Retrocedió lentamente.
Nadie lo vio.
Nadie supo que había escuchado cada palabra.
Aquella noche no durmió.
Y al amanecer tomó una decisión.
Buscar ayuda.
Sin embargo, el problema era simple.
No tenía amigos influyentes.
No tenía dinero.
No tenía conexiones.
Solo tenía una vieja libreta guardada en una caja.
Una libreta que contenía nombres de personas a quienes había ayudado durante su vida.
Entre aquellos nombres había uno que parecía imposible.
John Wayne.
Décadas atrás.
Mucho antes de que el mundo lo conociera como leyenda.
Mucho antes de los reflectores.
Mucho antes de Hollywood.
Samuel había conocido a un joven actor que atravesaba uno de los peores momentos de su vida.
Un hombre que nadie imaginaba que algún día sería famoso.
Y ahora, desesperado, Samuel decidió escribirle una carta.
No esperaba respuesta.
Ni siquiera estaba seguro de que llegara.
Pero la escribió.
Con manos temblorosas.
Con lágrimas cayendo sobre el papel.
Y terminó la carta con una sola frase:
“Tal vez no me recuerdes. Pero yo jamás te olvidé.”

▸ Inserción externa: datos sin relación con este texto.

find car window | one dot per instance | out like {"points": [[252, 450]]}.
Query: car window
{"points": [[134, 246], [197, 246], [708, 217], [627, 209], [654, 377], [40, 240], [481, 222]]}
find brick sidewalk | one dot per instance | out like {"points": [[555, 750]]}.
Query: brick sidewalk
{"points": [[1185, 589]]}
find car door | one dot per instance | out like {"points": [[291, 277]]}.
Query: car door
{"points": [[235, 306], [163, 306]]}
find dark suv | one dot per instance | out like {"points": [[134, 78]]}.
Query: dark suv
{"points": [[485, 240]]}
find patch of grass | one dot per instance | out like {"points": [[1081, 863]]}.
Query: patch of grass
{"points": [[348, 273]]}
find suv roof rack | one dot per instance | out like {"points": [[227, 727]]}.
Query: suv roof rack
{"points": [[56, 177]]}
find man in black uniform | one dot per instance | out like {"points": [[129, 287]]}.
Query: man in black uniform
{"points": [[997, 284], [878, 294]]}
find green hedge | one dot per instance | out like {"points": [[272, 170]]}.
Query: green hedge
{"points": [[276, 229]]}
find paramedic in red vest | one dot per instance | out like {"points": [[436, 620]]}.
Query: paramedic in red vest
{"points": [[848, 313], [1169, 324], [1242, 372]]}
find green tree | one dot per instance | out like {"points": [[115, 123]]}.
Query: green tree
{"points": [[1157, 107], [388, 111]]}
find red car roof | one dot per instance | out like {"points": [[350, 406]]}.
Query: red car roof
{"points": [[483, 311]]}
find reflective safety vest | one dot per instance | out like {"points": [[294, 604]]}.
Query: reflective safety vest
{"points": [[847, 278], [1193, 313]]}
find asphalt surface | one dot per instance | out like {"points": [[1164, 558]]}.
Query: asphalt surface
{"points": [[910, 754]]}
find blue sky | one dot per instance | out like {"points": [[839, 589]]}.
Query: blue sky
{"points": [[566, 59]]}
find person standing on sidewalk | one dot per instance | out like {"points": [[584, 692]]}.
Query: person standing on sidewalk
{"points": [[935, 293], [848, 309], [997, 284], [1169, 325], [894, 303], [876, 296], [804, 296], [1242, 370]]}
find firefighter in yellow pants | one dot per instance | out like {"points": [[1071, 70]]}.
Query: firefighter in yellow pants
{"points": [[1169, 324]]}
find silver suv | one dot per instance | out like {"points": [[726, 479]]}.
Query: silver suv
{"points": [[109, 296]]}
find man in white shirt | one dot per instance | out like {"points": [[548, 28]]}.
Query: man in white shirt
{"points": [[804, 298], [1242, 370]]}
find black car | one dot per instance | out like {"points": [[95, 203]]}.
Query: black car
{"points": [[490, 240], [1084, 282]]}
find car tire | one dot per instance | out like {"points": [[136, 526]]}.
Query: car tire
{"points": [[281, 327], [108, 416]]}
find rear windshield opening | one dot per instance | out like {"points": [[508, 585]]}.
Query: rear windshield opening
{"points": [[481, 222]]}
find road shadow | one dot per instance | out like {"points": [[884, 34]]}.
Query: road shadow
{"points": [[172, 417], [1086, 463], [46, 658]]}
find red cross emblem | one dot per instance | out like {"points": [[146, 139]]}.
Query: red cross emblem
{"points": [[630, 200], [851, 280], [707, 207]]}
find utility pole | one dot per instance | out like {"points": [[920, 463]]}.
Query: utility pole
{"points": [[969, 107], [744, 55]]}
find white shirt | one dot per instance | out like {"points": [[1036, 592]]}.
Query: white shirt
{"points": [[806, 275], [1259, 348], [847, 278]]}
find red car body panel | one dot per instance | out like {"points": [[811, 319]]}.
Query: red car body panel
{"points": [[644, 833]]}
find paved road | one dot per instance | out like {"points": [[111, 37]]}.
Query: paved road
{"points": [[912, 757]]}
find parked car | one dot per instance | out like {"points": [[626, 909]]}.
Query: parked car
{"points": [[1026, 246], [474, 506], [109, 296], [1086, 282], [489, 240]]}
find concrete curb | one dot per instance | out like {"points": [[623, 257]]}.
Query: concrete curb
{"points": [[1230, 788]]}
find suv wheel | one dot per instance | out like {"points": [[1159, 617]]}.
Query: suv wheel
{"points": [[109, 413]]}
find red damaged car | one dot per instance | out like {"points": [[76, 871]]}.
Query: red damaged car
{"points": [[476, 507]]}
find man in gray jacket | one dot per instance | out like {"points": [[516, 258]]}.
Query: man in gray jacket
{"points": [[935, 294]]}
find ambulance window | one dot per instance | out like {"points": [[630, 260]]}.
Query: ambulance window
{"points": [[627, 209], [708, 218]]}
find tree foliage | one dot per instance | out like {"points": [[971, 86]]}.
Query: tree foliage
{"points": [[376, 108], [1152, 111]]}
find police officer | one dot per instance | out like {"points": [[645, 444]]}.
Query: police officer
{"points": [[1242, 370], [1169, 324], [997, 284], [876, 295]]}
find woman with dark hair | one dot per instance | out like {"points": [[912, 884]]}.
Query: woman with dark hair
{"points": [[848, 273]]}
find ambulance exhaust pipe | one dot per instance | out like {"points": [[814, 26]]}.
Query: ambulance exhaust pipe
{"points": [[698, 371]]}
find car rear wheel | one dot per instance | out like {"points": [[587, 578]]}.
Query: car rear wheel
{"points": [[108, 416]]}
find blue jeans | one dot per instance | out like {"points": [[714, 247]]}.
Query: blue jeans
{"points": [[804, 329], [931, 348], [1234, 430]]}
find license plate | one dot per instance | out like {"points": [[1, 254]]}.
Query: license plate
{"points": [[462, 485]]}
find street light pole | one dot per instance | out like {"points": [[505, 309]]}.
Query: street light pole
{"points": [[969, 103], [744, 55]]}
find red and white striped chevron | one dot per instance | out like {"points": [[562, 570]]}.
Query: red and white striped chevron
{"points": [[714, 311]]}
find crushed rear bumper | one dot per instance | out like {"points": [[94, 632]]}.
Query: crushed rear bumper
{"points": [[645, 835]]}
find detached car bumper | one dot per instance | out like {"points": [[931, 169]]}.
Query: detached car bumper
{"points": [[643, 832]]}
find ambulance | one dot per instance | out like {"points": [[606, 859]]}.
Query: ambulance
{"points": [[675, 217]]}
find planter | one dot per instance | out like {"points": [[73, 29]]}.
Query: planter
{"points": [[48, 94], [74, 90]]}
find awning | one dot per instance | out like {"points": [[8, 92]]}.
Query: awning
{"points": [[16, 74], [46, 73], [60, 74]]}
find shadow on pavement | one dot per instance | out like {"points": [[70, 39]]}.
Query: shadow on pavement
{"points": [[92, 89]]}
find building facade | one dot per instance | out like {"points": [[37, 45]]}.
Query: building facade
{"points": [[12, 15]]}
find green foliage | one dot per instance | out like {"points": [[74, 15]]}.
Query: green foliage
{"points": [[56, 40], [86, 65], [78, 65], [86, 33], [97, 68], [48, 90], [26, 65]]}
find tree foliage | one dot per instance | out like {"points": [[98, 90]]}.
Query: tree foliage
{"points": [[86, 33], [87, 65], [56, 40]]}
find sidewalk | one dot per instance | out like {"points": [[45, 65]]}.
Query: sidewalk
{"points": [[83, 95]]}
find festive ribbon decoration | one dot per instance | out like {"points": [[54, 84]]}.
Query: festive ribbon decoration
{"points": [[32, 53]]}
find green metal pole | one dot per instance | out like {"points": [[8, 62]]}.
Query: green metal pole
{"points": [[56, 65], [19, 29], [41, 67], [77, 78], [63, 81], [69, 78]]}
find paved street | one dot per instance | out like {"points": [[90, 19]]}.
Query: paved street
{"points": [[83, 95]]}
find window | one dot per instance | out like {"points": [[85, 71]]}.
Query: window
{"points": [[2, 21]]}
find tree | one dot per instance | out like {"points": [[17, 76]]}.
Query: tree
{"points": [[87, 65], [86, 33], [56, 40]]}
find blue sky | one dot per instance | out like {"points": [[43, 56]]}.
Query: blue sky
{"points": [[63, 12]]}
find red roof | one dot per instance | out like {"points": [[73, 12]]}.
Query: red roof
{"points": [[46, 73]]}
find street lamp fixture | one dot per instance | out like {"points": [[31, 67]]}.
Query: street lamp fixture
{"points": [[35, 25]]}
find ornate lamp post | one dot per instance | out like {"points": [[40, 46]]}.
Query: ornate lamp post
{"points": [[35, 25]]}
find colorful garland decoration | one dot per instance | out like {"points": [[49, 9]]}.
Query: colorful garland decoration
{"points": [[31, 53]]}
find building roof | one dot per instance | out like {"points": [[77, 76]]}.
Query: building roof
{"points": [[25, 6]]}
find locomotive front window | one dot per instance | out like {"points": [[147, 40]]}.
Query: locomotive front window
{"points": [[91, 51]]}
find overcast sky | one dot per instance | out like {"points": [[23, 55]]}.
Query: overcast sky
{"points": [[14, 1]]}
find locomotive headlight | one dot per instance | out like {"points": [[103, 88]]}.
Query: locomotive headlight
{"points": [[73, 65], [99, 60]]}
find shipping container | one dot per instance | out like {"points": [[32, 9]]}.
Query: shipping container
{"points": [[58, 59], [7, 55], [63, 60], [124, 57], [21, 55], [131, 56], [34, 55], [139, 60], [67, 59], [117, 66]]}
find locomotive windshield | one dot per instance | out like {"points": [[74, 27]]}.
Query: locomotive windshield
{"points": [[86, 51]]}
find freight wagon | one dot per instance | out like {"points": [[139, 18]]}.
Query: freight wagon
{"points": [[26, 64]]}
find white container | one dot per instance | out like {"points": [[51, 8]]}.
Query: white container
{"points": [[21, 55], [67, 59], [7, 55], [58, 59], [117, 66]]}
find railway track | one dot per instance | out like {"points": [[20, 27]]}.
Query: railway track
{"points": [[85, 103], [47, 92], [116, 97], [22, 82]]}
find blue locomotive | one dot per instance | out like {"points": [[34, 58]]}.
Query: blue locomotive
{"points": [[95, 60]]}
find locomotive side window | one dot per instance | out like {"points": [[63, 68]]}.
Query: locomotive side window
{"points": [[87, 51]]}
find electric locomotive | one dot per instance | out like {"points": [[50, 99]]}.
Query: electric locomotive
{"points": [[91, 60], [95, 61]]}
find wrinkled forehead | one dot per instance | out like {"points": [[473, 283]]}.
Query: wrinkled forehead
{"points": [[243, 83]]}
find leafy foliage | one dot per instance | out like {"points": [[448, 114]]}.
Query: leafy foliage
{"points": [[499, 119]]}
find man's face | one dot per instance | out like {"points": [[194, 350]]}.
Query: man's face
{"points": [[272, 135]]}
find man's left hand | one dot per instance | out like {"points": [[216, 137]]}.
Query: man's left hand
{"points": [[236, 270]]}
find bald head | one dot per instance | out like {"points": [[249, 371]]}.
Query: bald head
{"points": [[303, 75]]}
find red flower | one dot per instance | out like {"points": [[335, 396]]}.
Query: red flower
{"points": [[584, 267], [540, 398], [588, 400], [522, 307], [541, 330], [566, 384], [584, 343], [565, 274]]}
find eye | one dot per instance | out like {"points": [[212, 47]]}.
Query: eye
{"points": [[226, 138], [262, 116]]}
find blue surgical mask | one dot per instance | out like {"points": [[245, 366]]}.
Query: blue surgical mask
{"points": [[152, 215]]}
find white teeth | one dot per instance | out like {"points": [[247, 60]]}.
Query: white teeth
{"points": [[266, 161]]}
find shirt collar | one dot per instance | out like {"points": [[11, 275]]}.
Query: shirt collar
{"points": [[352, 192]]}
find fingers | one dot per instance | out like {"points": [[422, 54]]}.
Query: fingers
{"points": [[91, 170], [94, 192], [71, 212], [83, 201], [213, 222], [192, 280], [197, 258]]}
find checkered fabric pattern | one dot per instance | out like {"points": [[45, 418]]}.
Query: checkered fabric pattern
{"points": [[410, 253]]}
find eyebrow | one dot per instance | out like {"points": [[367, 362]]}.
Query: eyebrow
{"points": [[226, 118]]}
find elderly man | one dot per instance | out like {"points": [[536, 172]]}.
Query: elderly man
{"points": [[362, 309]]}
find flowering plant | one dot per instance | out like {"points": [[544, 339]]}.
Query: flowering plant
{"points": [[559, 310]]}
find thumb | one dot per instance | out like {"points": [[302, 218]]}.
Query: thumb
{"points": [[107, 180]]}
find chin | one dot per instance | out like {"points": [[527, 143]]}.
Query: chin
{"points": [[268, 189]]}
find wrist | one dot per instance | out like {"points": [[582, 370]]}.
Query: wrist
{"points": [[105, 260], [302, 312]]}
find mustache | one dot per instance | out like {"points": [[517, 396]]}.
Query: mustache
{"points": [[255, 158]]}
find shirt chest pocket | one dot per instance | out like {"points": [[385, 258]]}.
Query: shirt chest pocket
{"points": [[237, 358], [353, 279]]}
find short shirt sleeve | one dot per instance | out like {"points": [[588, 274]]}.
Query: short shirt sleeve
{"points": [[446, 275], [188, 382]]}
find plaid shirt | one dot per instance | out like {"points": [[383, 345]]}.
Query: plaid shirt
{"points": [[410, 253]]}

Lo que Samuel no sabía era que la carta llegó.
Y que John Wayne la leyó personalmente.
Dos veces.
Luego tres.
Y después permaneció sentado durante una hora completa sin decir una palabra.
Porque sí recordaba.
Recordaba perfectamente.
Recordaba una noche de lluvia.
Recordaba hambre.
Recordaba desesperación.
Y recordaba al único hombre que le había tendido la mano cuando nadie más lo hizo.
Samuel Harper.
El hombre al que ahora todos se estaban preparando para destruir.
John Wayne dobló lentamente la carta.
Se levantó.
Tomó su sombrero.
Y pronunció una frase que dejó inmóvil a su asistente.
—Voy a devolver una deuda que lleva treinta años esperando.
Y por eso estaba ahora en aquel tribunal.
Observando.
Esperando.
Mientras todos se reían.
Sin saber que estaban a punto de cometer el peor error de sus vidas.